Lawyers should therefore ask a range of questions about how an individual CAP has mitigated the potential for bias in the CAP’s assessment, such as the following questions:
- How often does the CAP rule out abuse in cases in which the CAP is consulted?
- How is the CAP’s work funded? If the CAP is publicly funded, what steps does he or she take to maintain and demonstrate objectivity and independence as a medical expert?
- Does the CAP work on a multidisciplinary team alongside law enforcement and CPS professionals? If so, how does the CAP maintain and demonstrate objectivity and independence as a medical expert?
- Has the CAP offered medical expertise to a family or defense attorney of a caregiver accused of child maltreatment?
- If the child’s caregiver was previously reported, investigated, or found to be responsible for child maltreatment, how did the CAP use this information in reaching his or her conclusions?
5. Would a different CAP come to the same conclusion?

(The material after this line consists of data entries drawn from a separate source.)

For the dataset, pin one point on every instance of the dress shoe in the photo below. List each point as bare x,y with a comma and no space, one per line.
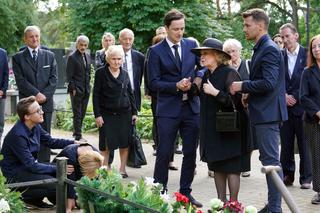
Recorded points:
194,201
287,181
305,186
316,199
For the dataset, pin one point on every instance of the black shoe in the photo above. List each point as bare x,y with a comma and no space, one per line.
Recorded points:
194,201
39,205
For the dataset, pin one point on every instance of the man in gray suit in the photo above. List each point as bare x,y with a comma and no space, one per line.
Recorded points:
35,70
78,78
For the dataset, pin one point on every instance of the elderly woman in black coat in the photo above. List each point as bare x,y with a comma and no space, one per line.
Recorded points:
226,153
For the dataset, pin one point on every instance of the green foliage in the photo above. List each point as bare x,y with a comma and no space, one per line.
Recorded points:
15,15
13,198
143,192
93,18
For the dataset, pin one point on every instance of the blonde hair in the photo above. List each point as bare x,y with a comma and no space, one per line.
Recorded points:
89,162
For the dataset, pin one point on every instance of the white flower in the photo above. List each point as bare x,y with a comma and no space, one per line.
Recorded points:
150,181
4,206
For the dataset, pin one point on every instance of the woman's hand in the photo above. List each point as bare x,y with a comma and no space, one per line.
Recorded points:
134,119
99,121
210,89
70,169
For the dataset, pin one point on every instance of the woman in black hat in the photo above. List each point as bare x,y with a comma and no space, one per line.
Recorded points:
225,152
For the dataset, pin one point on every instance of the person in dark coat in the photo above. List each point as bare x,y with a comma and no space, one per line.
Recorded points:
225,152
85,160
310,101
114,107
20,154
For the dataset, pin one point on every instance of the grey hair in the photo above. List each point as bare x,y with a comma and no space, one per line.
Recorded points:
82,38
31,29
126,30
114,49
232,43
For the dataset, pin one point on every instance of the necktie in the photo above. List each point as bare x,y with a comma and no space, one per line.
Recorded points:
34,55
125,64
176,55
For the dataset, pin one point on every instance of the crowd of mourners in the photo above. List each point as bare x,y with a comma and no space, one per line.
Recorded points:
207,95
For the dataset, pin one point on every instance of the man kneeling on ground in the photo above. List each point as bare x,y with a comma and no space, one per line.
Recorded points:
20,152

When clients challenge a child abuse diagnosis, attorneys will frequently seek alternative opinions from other experts. Defense attorneys doing this should consider asking a CAP to evaluate another CAP’s work and advise the defense, and perhaps serve as expert witnesses. One of us is a CAP who has taken on this role in multiple cases. Most CAPs seek to diagnose as accurately as possible and are aware of the massive harm that an incorrect diagnosis of abuse can cause. And multiple studies show that CAPs effectively rule out abuse or neglect when other physicians suspect it. See Danielle Zamalin et al., “Predictors of Making a Referral to Child Protective Services Prior to Expert Consultation,” 24 Acad. Pediatrics 78–86 (Jan.-Feb. 2024); Joanne N. Wood et al., “Child Abuse Pediatrics Research Network: The CAPNET Core Data Project,” 23 Acad. Pediatrics 402–9 (Mar. 2023); James Anderst et al., “Is the diagnosis of physical abuse changed when Child Protective Services consults a Child Abuse Pediatrics subspecialty group as a second opinion?,” 33 Child Abuse & Neglect 481–89 (Aug. 2009). And because CAPs often testify in court on behalf of the CPS agency, presenting them as a witness for a parent or child challenging an agency’s abuse allegation could be particularly powerful.
Conclusion
A medical expert’s testimony on whether a child was maltreated is undoubtedly highly important in neglect and abuse cases. Because accurate diagnoses are essential to accurate legal determinations, attorneys for all parties must exercise due diligence to ensure that child abuse pediatricians and other experts follow rigorous processes before reaching their conclusions.